Teck asserts that Plaintiffs' allegations regarding general causation are insufficient because "[w]hile Plaintiffs have arguably alleged that certain chemicals can cause certain diseases1, they say nothing as to whether those chemicals can cause diseases at the (as yet undisclosed) level they claim they were exposed to as a result of living in the UCRR." Teck does not cite any authority for the proposition that a specific dose-response relationship must be alleged in order to plausibly allege general causation (whether exposure to a substance for which defendant is responsible is capable of causing a particular injury or condition in the general population). Indeed, as Plaintiffs note, Teck does not cite anyauthority that such must be alleged in order to plausibly allege specific causation (whether exposure to an agent was responsible for a given individual's disease).
Even when it comes to proving specific causation, as opposed to merely pleading it, "it is not always necessary for a plaintiff to quantify exposure levels precisely or use the dose-response relationship, provided that whatever methods an expert uses to establish causation are generally accepted in the scientific community." Henricksen v. ConocoPhillips Co., 605 F.Supp.2d 1142, 1157 (E.D. Wash. 2009). "While precise or exact information concerning dosage or the dose-response relationship is not always required, the boundaries of allowable expert testimony are not so wide as to permit an expert to testify as to specific causation without having any measurements of a plaintiff's exposure to the allegedly harmful substance." Id., citing Hardyman v. Norfolk & Western Ry. Co., 243 F.3d 255, 264 (6th Cir. 2001). Again, however, it is necessary to offer measurement of a plaintiff's exposure at the proof stage (summary judgment or trial), not at the pleading stage.

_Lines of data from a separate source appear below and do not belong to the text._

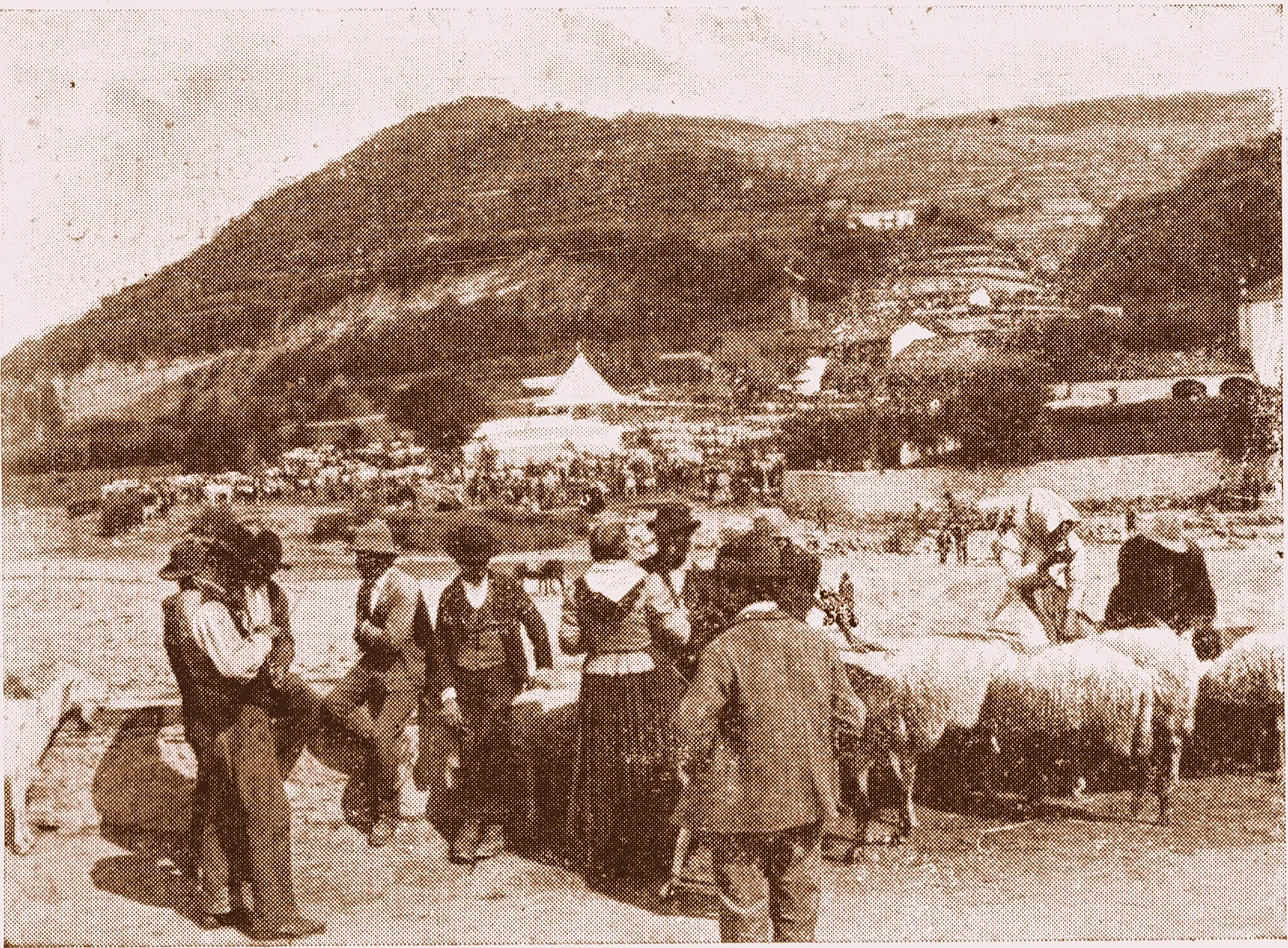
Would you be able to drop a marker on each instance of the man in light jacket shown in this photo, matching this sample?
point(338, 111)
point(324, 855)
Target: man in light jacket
point(233, 669)
point(759, 729)
point(378, 696)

Teck asserts that "[b]ecause Plaintiffs plead no specific facts about their own exposure to hazardous substances, they fail to provide a plausible basis . . . to conclude their injuries are fairly traceable to Teck." According to Teck, Plaintiffs fail to plead "what specific metals or chemicals each was exposed to personally, the means by which each was exposed, or in what quantities and the periods of time during which each was exposed." This level of specificity is not required in order to establish "plausibility" regarding specific causation. What Plaintiffs have alleged in their Amended Complaint is sufficient to state a plausible claim for specific causation.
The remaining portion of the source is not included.